## Rate 1st Order Rxn

$\frac{d[R]}{dt}=-k[R]; \ln [R]=-kt + \ln [R]_{0}; t_{\frac{1}{2}}=\frac{0.693}{k}$

Christina_F_3F
Posts: 21
Joined: Fri Jul 22, 2016 3:00 am

### Rate 1st Order Rxn

The equation for the rate of a first order reaction is k [A] = k [A](naught)e^-kt

I was just wondering if there is a difference between the two k values on the right side of the equation?
Does the k being multiplied by [A] have a different meaning/value than the one in e^-kt?

Julia Nakamura 2D
Posts: 33
Joined: Wed Sep 21, 2016 2:57 pm

### Re: Rate 1st Order Rxn

The rate law for a first order reaction is k[A]. However, the integrated rate law is ln[A]= -kt + ln[A]naught, which means that there is only one value for k in the integrated rate law. It looks like you may have just mixed up the equations.

Christina_F_3F
Posts: 21
Joined: Fri Jul 22, 2016 3:00 am

### Re: Rate 1st Order Rxn

Whoops, I did mean the integrated rate law.
On page 64 of the course reader, ln [A] = -kt + ln [A]naught is then exponentiated and reads "RATE 1ST ORDER RXN = k[A] = k [A]naught e^-kt.
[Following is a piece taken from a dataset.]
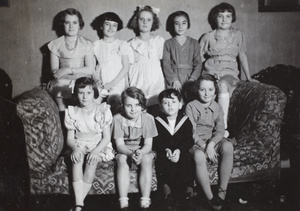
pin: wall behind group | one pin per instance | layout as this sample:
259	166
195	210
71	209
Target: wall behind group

So I was just curious if the k value that is next to [A] and the one that is being expoentiated are the same/represent the same thing.

Tiffany_Hoang_3C
Posts: 20
Joined: Wed Sep 21, 2016 2:59 pm

### Re: Rate 1st Order Rxn

Yes, k is the rate constant so they are both the same. k[A] = k[A]oe-kt is not meant to be seen as an equation, but rather as two different ways to express the rate of a 1st order reaction.